Written by Michael Wiggins
This is Michael. We are hearing a lot of good things happening in pediatric cancer awareness, and there are advancements being made by those doing the research in the world of cancer found in children. Of course we know that our own grantee, Dr. Ted Johnson, is doing great work in Augusta, Georgia in the field of brain cancer found in children and infants. We know firsthand that Dr. Giselle Sholler is an amazing person and brilliant physician and is another of our grantees. Cannon just finished Dr. Sholler’s clinical trial for the prevention of relapsed neuroblastoma with the use of a drug call DFMO. And Dr. Mario Otto and Dr. Paul Sondel, also our grantees, are doing fantastic work to try to find the cause and a cure for rhabdomyosarcoma, a cancer of the bone found primarily in children. These are amazing people and their staffs are fantastic as well. We are proud to be associated with them all.
Last week in California, we heard of exciting work and clinical trials in the use of immunotherapy to try to treat recurrent or difficult tumor cancers in children. We have met young people that want to find the answers and want to eliminate cancer in children and not just treat it and build big and shiny new hospitals. CKc is excited to fund and support all “young investigators” and those dedicating their professional careers to ending the suffering of children because of cancer.
Why is our journey important? That is a question that we have been asked by the media and by others who want to know more about what we have done or what we learned by taking Cannon through his nearly two years of constant suffering in treatment.

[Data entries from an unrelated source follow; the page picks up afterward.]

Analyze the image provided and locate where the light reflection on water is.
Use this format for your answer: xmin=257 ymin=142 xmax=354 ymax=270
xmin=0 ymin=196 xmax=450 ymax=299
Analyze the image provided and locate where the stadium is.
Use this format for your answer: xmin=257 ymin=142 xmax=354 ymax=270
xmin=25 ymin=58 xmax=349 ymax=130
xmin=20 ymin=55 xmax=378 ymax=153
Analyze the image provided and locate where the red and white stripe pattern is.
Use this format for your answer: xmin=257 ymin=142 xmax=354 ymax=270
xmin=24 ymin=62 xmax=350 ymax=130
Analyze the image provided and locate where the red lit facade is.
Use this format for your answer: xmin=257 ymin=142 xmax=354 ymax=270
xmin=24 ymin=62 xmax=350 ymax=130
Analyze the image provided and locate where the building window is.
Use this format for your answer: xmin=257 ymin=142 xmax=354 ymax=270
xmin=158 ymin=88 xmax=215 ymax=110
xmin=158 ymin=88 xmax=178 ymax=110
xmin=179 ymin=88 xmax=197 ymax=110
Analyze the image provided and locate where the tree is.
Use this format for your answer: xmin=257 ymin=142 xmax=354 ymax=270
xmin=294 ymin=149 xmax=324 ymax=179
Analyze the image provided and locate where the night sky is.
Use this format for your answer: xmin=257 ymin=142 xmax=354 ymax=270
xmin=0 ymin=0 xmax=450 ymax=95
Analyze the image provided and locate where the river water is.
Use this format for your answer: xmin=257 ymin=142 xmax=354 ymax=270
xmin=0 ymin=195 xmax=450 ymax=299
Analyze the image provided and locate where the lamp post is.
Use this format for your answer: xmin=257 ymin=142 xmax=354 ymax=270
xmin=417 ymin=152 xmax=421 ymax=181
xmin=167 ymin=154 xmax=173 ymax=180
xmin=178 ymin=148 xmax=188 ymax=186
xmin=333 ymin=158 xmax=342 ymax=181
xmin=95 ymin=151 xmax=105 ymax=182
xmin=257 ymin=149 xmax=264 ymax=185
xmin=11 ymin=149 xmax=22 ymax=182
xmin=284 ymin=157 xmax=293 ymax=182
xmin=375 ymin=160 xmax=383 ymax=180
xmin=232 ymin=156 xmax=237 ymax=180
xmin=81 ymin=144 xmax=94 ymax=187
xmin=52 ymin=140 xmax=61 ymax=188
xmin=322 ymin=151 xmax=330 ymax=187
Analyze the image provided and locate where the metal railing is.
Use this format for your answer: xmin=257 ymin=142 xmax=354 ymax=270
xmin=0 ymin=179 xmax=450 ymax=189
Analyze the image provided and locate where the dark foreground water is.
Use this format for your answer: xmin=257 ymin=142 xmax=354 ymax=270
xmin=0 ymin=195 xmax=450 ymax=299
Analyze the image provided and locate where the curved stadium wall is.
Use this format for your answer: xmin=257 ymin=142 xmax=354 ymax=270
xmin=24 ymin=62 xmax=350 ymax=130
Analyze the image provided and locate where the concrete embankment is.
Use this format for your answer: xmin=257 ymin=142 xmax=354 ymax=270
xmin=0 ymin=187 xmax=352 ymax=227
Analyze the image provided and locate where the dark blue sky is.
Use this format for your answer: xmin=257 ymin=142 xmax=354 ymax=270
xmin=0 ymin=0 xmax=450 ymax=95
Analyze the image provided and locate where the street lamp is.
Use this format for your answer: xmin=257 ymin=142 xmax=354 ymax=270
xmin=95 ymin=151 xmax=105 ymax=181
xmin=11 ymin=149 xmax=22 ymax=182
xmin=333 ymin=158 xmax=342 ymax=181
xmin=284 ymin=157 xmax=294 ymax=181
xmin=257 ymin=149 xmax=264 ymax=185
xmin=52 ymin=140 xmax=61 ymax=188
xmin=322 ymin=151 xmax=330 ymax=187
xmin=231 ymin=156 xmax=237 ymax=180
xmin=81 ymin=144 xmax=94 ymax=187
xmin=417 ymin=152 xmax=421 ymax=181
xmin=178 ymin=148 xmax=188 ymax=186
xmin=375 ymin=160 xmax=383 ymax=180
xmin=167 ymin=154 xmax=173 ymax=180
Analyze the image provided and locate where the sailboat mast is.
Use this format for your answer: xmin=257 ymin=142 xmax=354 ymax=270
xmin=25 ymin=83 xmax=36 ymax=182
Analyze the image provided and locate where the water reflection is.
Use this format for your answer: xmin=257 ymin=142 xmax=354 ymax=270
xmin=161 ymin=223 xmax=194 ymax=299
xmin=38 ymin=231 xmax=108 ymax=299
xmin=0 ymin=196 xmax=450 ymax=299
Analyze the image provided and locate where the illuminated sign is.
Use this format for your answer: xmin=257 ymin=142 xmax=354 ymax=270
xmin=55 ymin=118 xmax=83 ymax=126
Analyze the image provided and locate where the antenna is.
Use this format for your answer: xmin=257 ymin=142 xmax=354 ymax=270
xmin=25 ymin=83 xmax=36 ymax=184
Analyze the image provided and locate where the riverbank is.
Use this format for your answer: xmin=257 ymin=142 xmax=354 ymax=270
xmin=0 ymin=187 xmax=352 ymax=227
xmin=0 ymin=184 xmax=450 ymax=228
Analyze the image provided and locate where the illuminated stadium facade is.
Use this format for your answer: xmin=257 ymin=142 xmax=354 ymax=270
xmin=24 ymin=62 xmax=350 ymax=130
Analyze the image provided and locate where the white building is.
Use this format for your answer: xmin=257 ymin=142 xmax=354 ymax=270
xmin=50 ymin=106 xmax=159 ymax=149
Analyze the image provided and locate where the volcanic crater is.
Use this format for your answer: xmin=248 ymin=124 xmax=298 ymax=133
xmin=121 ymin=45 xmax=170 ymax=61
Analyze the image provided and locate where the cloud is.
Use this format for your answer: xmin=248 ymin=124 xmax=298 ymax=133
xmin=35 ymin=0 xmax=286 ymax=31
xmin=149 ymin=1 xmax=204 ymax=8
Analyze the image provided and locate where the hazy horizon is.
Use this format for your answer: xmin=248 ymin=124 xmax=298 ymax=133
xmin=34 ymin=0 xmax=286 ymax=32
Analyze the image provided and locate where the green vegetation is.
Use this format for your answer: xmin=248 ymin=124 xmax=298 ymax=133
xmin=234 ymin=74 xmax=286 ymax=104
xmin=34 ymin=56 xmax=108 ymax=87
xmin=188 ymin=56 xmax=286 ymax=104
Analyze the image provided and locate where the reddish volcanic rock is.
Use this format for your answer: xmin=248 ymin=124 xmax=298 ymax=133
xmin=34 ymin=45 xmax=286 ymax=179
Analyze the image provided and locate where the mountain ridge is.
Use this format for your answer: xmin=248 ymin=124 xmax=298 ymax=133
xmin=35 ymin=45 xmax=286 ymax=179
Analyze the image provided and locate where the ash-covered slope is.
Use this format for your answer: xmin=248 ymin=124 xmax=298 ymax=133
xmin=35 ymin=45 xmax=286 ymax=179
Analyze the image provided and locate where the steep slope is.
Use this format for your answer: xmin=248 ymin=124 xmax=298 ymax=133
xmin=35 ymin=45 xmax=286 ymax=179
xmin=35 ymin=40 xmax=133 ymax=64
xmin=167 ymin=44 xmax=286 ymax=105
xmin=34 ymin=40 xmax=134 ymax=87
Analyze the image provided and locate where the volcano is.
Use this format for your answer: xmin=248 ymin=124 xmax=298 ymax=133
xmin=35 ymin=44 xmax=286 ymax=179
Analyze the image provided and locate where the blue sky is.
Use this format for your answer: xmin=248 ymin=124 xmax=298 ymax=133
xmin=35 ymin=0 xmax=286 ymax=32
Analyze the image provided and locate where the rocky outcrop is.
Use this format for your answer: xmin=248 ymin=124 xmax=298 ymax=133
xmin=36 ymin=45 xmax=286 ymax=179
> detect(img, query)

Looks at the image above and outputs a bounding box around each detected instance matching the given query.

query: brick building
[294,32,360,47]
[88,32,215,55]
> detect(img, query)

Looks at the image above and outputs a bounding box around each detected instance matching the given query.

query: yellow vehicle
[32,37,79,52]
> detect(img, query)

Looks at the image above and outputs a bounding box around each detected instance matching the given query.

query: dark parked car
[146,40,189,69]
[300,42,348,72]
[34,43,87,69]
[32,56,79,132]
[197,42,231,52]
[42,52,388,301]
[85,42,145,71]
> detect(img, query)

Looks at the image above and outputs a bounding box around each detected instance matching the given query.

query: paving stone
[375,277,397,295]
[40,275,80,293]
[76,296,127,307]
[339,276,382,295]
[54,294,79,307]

The answer is that our journey as a Foundation is important because it’s the right thing to do. It’s that simple. Both Melissa and I have always strived to lead this journey for our Foundation to “do the right thing” no matter how hard or how difficult, and improving treatments for kids with cancer and ultimately finding a cure is at the top of the list of our life priorities.
Why do I say this? Did you know that nearly all drugs currently used to treat children with cancer, with the exception of a few anti-leukemia drugs developed in the 1950s and early 1960s, were developed for adult cancers and then found “effective” to treat cancer in children? But it is true that most common types of childhood cancer are distinct from adult cancers clinically, pathologically, cytologically, and in the molecular abnormalities that underlie them. If the discovery and development of new agents for childhood cancers were to capitalize on today’s science and “modern medicine” and advancements in technology, gene mapping, etc.—which in large measure it does not—there is every reason to believe that cure rates could be improved for all pediatric cancers. (Source: National Research Council, “Making Better Drugs for Children with Cancer”, 2005)
Consider these chemotherapy drugs which were administered to Cannon during his treatment and other still today to other children with neuroblastoma:
Carboplatin - approved by the FDA 3/3/89
Cisplatin - approved by the FDA 7/16/99
Cyclophosphamide - approved by the FDA 7/3/86
Doxorubicin - approved by the FDA before 1/1/82
Etoposide - approved by the FDA 2/22/96
Vincristine - approved by the FDA 3/7/84
All approved for adult cancers. Not a single one on this list was developed or initially approved for pediatric cancer. (By the way, if you are really interested in this subject matter, Google or further research any of these drugs individually and check out the toxicity levels of each. It literally has brought me to tears knowing I have had to ok the administration of each to Cannon, several times over to try to save his life, because “it's part of the protocol”, which means that nothing else is available.)
The “youngest” or most recently approved one? 17 years old. Really? My son had to have drugs that were developed for adults and cause a lifetime of problems or his premature death and are between 17 and 35 years old when we live in an age when a new iPhone comes out every other year? Outrageous. Can this really be? Answer: It is. And today, several hundred kids with neuroblastoma alone will receive one or more of these chemo drugs. Maddening.
Please help all of us at Cannonball Kids’ cancer Foundation and all the families of children with cancer fight this fight. Help us raise awareness and honor all the families of those children already lost to children's cancer. Awareness is the only way to start and continue the engine to improve funding for research to develop new therapies and to find a cure to end cancer in children. It can be done. It can… believe it and stand up for children… stand UP.